Singapura mencatat setiap per 1000 kelahiran hanya terdapat 2 kematian, Malaysia 6-7, Thailand 7-8.
“Bahkan, Vietnam masih lebih baik dari Indonesia,” kata Menkes Budi Gunadi.
Dalam sambutannya, Menkes menyoroti banyak ruang operasi milik rumah sakit yang tidak layak–bahkan di Kemenkes sendiri–dan lemahnya pencatatan kematian bayi.
Disebutkan penyebab tertinggi kematian bayi lebih dari 90% adalah sepsis neonatorum, gangguan pernapasan (RDS), dan kelainan bawaan.
“Kalau ruang operasi saja masih berantakan, infeksinya pasti banyak. Itu yang harus dibereskan dulu,” tegas Menkes.
Dalam sambutannya, Menkes mengungkapkan pernah pernah melihat bekas perban berdarah di rumah sakit yang ditaruh sembarangan.
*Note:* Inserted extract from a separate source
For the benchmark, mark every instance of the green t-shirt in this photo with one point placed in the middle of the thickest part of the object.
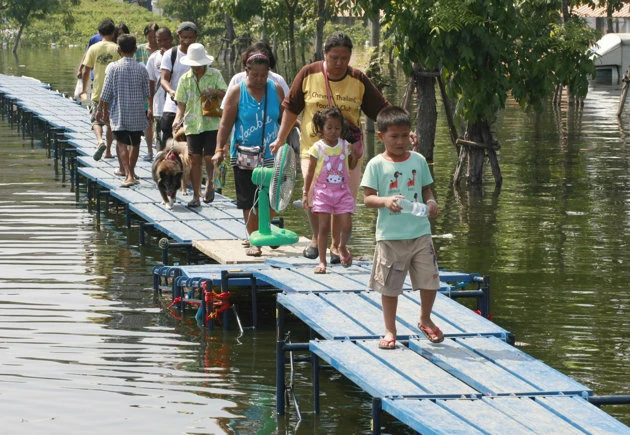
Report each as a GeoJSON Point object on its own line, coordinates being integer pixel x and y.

Kondisi ini membuatnya tidak bangga.
“Saya sendiri tidak bangga dengan kondisi rumah sakit kita,” selorohnya.
Kemudian terhadap lemahnya sistem pencatatan kematian bayi yang hampir sama seperti waktu COVID.
Kalau tidak dicatat, ujar Menkes, kelihatannya bagus, padahal kondisinya semakin jelek.
Jadi, lanjut Menkes, registrasi kematian bayi dan ibu harus benar-benar dicatat–termasuk penyebabnya.
“Bayangkan, setiap tahun ada 30 ribu lebih bayi yang meninggal. Itu artinya puluhan ribu keluarga kehilangan anaknya. Kalau itu keluarga kita sendiri, betapa sakitnya,” ujarnya.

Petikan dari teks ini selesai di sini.